Pendidikan di perbatasan memang tidak ada hentinya menjadi perbincangan. Baik di tingkat lokal maupun tingkat nasional. Beragam opini yang menyatakan beberapa hal yang harus diperbaiki dan ditingkatkan fungsionalnya. Hal ini juga menjadi topik hangat di pemerintah pusat. Tak jarang pun bermunculan stigma bahwa masyarakat di perbatasan sangatlah keterbelakangan termasuk dalam dunia Pendidikan.
Ia menampik kalau Kecamatan Nanusa masuk dalam daerah perbatasan yang latar belakang warganya rendah dalam bidang pendidikan. “Meski berada di daerah perbatasan, kita tidak mau ketinggalan dalam soal peningkatan sumber daya manusia. Justru berada di daerah yang terbilang terpencil di Kepulauan Nanusa, menjadi sebuah tantangan tersendiri untuk pembuktian bahwa kita bisa,” ungkap Binambuni.
“Justru kepulauan nanusa memiliki banyak aset. Putra–putri nanusa banyak yang menjadi tokoh baik di bidang Pendidikan, budaya, politik, hukum dan sebagainya,” katanya.
Pria yang akrab disapa Akang Camat ini tak jarang harus menerobos amukan laut salat hendak menjalankan tugas, baik di wilayah Kecamatan Nanusa maupun di ibukota kabupaten.
“Memang akses kami menuju pusat ibu kota kabupaten cukup berat karena kami harus menyebrang lautan. Kalau kapal tidak masuk, maka kami harus menumpangi perahu jenis Pamboat atau pelang. Apalagi saat angin kencang dan gelombang laut mengamuk, kami harus mempertaruhkan nyawa,” tutur Binambuni.
“Tapi hal ini tidak menyurutkan semangat kami. Bukan berarti kami tidak mampu bersaing. Sebaliknya ini kami jadikan ajang pembuktian dan sebuah tantangan kalau kami di kepulauan nanusa merupakan orang–orang hebat,” tegas Binambuni.
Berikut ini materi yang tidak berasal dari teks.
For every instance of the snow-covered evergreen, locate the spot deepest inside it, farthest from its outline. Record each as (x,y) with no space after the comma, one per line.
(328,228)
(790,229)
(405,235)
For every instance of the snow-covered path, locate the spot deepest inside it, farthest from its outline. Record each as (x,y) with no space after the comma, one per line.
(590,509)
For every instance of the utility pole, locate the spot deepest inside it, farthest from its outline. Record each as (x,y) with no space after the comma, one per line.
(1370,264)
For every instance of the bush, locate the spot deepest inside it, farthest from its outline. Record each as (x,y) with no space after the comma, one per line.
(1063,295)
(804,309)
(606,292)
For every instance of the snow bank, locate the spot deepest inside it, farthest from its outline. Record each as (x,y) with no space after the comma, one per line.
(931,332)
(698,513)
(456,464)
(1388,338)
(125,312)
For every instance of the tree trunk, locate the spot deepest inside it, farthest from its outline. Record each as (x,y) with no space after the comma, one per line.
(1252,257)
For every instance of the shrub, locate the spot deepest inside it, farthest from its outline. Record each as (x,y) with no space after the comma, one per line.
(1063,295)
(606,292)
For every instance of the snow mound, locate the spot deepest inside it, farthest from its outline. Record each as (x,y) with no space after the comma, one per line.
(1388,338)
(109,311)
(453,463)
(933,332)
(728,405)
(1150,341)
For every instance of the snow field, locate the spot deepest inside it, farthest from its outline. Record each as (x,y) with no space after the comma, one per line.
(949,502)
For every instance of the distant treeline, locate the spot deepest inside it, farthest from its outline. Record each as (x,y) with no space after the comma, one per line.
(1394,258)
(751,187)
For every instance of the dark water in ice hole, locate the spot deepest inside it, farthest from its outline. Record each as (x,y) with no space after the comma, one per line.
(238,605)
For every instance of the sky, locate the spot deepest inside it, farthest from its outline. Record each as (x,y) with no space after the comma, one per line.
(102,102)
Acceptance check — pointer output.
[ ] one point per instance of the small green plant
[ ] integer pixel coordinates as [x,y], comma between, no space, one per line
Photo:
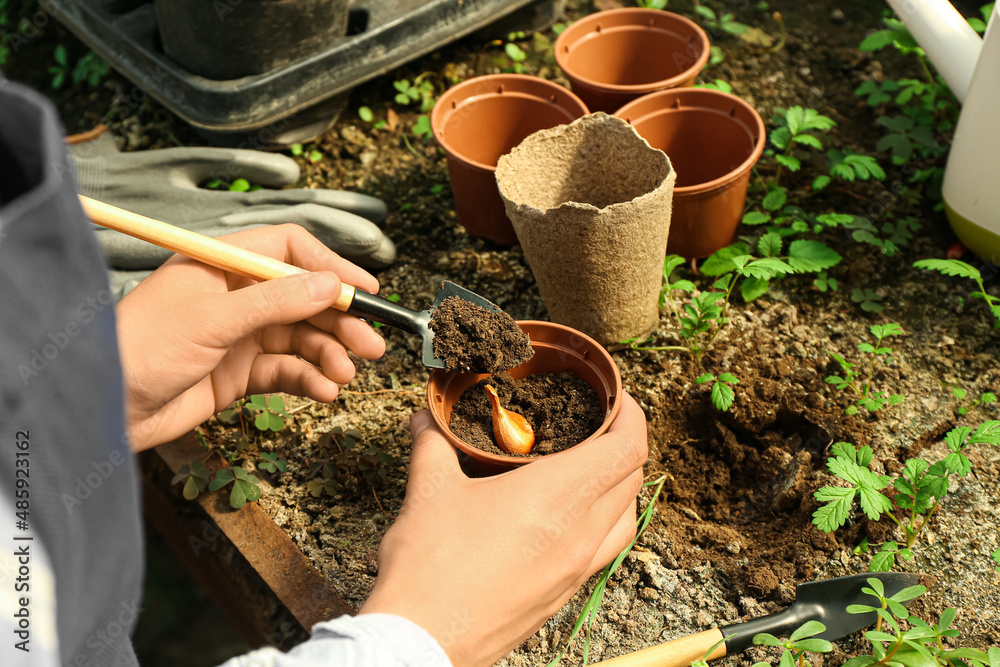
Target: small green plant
[849,166]
[870,300]
[270,462]
[269,412]
[717,84]
[962,407]
[801,641]
[919,489]
[852,380]
[722,390]
[422,128]
[351,466]
[900,639]
[246,487]
[958,268]
[593,605]
[238,185]
[420,92]
[796,127]
[196,478]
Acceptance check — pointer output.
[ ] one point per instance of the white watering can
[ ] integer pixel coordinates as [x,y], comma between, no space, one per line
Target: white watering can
[971,68]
Memasuki masa pensiun, dirinya terus berupaya dalam menjalankan tugas sebagai pengayom masyarakat yang ada di tapal batas NKRI-Filipina, di Kepualauan Nanusa. “Saya mempunyai keinginan di tahun 2020, memasuki masa pensiun dari kedinasan, saya ingin mendedikasikan seluruh kemampuan saya agar semua program berjalan dengan lancar. Apalagi dalam menjaga dan mempererat tali persaudaraan agar tidak terjadinya gangguan keamanan dan ketertiban masyarakat,” kata Binambuni.